Vance sat in my office, his wiry body coiled, his eyes sliding to the door. “Stefan’s digging,” he whispered. “New Dream’s got people asking questions about Nexus's bank transfers, shell companies.”
I sat back in my chair, my fingers tapping the desk. “Then we divert him. Plant misleading information. Have New Dream track down in a dead end, some offshore account with a rival. Keep Stefan chasing ghosts.”
Vance nodded and scribbled in a notebook. “I’ll handle it. But there’s some gossip ongoing. Valenticia’s allies are mobilizing. Elaine’s been snooping around our records.”
Elaine.
Valenticia’s faithful follower.
A pain in the ass I should have seen coming.

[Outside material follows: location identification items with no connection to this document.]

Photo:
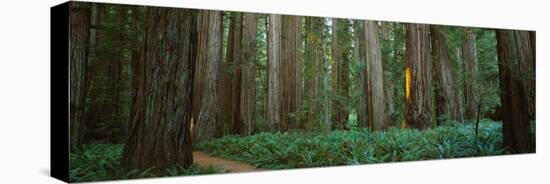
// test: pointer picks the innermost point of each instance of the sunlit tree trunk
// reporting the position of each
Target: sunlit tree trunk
(248, 91)
(274, 70)
(471, 86)
(375, 77)
(230, 80)
(208, 60)
(419, 96)
(291, 70)
(446, 99)
(159, 135)
(79, 37)
(514, 54)
(359, 55)
(313, 54)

Natasha’s voice interrupted my thoughts as she walked in unannounced. “Target her friends,” she spat. “Start with Elaine. A scandal — leaked documents, an affair, anything to bring her down.”
I looked her in the eyes measuring the risk. “Do it,” I said. “But make it clean. No traces back to us.”

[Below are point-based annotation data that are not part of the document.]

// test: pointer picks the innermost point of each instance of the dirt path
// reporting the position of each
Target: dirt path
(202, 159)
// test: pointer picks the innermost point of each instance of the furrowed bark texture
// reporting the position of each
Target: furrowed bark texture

Natasha grinned like a predator. “Consider it done.”
I waved off Vance, going over the thoughts in my head. A staged audit could be the end of Valenticia—“expose” her embezzlement and pressure the board to vote her out. It would be me stepping in as the hero, the only Clawford left capable of leading. But Galden’s silence chewed at me; a reminder that in all of this, I was no more than a pawn. Had I underestimated him? The thought alone was scary.
I walked to the window.
There was my reflection, a man made of meanness, carrying an ambition Rosanna had never comprehended. Valenticia was all that stood in the way, and I’ll bring her down to take what’s mine.

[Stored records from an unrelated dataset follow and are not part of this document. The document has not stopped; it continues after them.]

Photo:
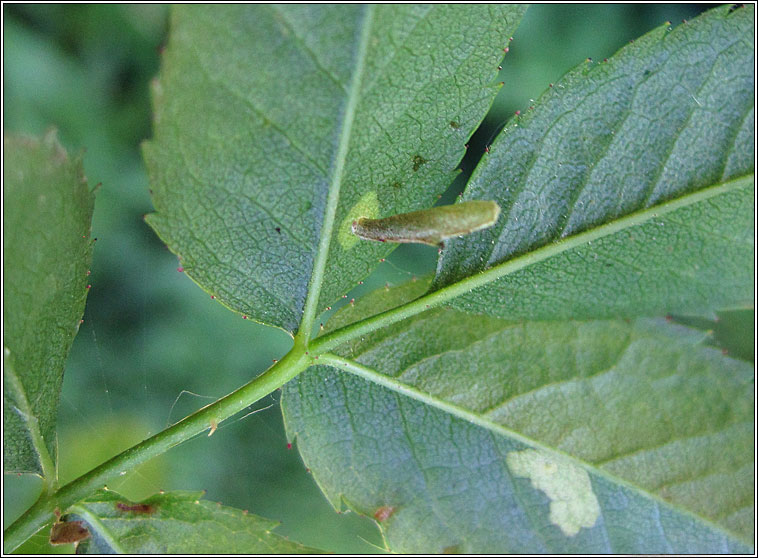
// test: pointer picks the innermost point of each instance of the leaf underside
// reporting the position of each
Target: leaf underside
(627, 191)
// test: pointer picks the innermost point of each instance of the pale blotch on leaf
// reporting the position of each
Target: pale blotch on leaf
(367, 206)
(573, 503)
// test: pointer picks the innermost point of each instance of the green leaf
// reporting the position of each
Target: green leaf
(558, 437)
(176, 522)
(277, 126)
(47, 214)
(648, 158)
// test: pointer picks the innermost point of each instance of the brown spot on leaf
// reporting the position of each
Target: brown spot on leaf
(68, 532)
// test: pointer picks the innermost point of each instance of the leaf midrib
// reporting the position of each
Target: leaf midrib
(319, 266)
(450, 292)
(400, 388)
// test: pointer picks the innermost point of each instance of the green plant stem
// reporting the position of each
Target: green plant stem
(336, 338)
(97, 525)
(42, 512)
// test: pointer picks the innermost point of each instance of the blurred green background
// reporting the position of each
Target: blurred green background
(150, 335)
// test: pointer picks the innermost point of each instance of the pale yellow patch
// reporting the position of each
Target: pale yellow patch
(367, 206)
(573, 503)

Natasha's voice shattered my reverie. “You’re brooding again. It doesn’t suit you.”
I brushed her off, my mind still on the audit. “We’re asking for the board’s trust,” I replied. “Push the embezzlement narrative more. You know, leak it to the press if you have to.”
She tilted back her head and studied me. “And if Galden demands more? He’s not patient, Gregor.”
“Then we give him what he wants,” I snapped. “Valenticia’s head in a platter,” it says.
Natasha laughed. “Careful. You’re beginning to talk like him.”
I looked away.The safehouse note, the tailing car, Galden’s price. I wanted something I could control, something to outplay all of them. The rooftop was clear, its emptiness scary. I took the elevator up, the city’s wind cutting sharp against my face as I stepped outside. Seryne lay beyond me, a place I had lived in, since childhood. The audit would be my ploy, a public eroding of Valenticia’s credibility. I’d call it a revelation, make Rosanna sit and watch her darling heir tumble.
The moment shattered when my phone buzzed. An anonymous text, Vance Is Compromised. My blood turned cold immediately. Vance compromised? The one man who’d done my bidding without question? I held onto the railing, my thoughts spinning. Had Stefan turned him? Valenticia?
I stared at the streets beneath and the sight of the city felt like a mockery to me. And that's when it happened, suddenly I caught sight of him. In an alleyway near the building. He was passing a file off to a hooded figure. My most trusted pawn, Vance, had betrayed me. I’d believed he would never. Could have even an empire on the belief — in his loyalty, and he’d betrayed me.
I ran towards the staircase and climbed with anger.
I needed an answer and for this, Vance would answer.
His double cross, his deceit. I’ll squeeze the truth out of him, and learn who he was working for. The elevator was slow; I went down the fire escape, the metal hollering beneath my boots. The alley was close, and Vance’s betrayal was even closer.
As I approached him, a drone buzzed overhead. It’s camera glinting, capturing what I did on video.